The first picture of Eddie Redmayne in The Danish Girl has been revealed.
In his first role since winning the Best Actor award at the Oscars, Redmayne plays Lili Elbe: an artist, and the first person to successfully undergo gender reassignment surgery.
Born in Denmark in 1882, Einar Wegener married fellow artist Gerta Gottlieb in 1904. “Lili Elbe” first came into being when Wegener dressed in women’s clothing to provide Gottlieb with a model.
They settled in Paris in 1912, and, with the support of his wife, who was a lesbian, Wegener lived as a woman, regularly dressing so in public.

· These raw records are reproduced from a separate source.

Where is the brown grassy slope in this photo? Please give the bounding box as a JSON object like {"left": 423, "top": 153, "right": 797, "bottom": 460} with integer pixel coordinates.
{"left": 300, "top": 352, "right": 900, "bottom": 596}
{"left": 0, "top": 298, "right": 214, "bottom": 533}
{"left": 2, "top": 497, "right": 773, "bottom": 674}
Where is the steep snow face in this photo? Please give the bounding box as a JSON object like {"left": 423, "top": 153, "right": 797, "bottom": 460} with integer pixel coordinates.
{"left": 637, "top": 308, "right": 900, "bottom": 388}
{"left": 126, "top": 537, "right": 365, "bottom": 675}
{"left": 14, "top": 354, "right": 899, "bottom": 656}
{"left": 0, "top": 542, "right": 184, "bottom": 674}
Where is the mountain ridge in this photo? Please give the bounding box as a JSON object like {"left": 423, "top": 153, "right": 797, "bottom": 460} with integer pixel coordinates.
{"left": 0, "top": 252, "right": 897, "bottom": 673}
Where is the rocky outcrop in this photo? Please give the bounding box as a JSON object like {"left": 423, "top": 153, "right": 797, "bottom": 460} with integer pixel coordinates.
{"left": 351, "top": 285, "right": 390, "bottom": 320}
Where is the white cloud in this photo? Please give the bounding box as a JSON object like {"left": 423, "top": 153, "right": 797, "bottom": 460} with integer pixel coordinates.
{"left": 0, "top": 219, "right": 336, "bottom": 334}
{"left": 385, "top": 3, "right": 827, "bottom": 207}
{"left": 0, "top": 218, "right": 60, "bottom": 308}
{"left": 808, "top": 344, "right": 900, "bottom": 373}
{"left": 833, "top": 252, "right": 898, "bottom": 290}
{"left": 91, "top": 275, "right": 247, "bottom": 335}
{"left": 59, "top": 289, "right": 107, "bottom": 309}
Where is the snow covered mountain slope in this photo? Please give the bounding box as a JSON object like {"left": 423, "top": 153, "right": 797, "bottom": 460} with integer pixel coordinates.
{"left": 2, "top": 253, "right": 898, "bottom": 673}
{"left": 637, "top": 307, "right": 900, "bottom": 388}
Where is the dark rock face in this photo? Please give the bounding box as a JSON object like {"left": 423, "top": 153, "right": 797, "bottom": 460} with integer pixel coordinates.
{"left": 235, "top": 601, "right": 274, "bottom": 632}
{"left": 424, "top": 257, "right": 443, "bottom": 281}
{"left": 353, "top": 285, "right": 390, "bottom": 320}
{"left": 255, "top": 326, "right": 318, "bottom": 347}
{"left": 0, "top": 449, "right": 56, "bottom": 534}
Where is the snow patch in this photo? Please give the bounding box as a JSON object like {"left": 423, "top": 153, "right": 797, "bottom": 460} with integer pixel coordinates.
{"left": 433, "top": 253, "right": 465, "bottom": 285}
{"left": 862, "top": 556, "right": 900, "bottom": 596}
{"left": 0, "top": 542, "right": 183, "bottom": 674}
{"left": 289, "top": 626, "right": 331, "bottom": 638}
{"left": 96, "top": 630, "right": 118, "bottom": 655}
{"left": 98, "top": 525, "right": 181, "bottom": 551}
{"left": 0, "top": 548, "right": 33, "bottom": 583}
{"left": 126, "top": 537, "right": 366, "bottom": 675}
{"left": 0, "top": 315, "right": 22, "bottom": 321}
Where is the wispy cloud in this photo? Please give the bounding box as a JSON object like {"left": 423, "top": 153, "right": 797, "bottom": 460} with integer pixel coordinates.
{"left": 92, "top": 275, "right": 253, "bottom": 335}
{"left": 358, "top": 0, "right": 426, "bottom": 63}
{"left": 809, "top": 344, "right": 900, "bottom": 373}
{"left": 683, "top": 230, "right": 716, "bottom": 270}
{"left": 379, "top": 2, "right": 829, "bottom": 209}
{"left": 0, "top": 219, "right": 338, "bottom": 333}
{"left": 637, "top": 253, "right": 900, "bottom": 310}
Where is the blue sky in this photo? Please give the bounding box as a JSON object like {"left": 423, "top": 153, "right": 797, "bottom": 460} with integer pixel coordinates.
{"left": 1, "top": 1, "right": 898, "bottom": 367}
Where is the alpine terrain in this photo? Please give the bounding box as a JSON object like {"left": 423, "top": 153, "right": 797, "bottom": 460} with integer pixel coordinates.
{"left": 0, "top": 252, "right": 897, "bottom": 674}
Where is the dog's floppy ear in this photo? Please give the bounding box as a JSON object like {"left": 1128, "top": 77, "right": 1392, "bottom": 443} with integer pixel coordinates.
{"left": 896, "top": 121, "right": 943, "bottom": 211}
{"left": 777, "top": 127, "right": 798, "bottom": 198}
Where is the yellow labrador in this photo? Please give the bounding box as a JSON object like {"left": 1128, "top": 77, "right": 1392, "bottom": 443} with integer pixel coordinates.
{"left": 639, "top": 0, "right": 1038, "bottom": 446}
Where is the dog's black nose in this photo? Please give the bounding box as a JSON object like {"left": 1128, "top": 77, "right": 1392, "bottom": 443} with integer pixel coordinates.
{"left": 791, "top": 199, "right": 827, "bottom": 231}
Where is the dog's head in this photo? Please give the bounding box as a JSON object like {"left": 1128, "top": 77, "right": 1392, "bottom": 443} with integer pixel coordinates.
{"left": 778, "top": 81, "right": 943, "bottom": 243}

In 1930, Wegener underwent one of the first reassignment surgery operations in Germany. He stopped painting once he had transitioned, believing that was a part of Wegener’s life rather than Lili’s, and his marriage to Gottlieb was dissolved. Elbe died in 1931 after an unsuccessful uterus transplant.
The film is directed by Tom Hooper, who directed The King’s Speech and Les Miserables, the latter of which starred Redmayne as Marius.
Earlier this year Redmayne revealed that The Danish Girl was an “extraordinary love story”, and that he had met trans people to research the role.
“There’s extraordinary bravery and brilliant people that I’ve met, so I’m hoping it will be an interesting experience,” he said.
He also spoke about the controversy surrounding the casting of a cisgender – a non-transgender person – male actor in the role.
“There is an incredibly valid discussion for why a trans actress isn’t playing the part, because there are so many brilliant trans actresses, and I’m sure there are many who could play this part sensationally,” he said.
“But one of the complications is that nowadays you have hormones, and many trans women have taken hormones. But to start this part playing male you’d have to come off the hormones, so that has been a discussion as well. Because back in that period there weren’t hormones.
“There’s also a great history of cisgender, cis people sort of gaining on the back of trans stories, and I absolutely understand that that is not cool. But I hope firstly this is a specific period piece, and really is set in its time, in which the bravery that it took, if you were in your mind not of the same gender as your physical being, to undertake when there was no question… no one had done it before. So it was basically death or… But the absolute need to be authentic and strive to be comfortable in your own… or to be your own gender, was pretty formidable and brave to me.”
Redmayne has reunited with movement director Alexandra Reynolds, who helped him perfect his movements as Professor Stephen Hawking in The Theory of Everything.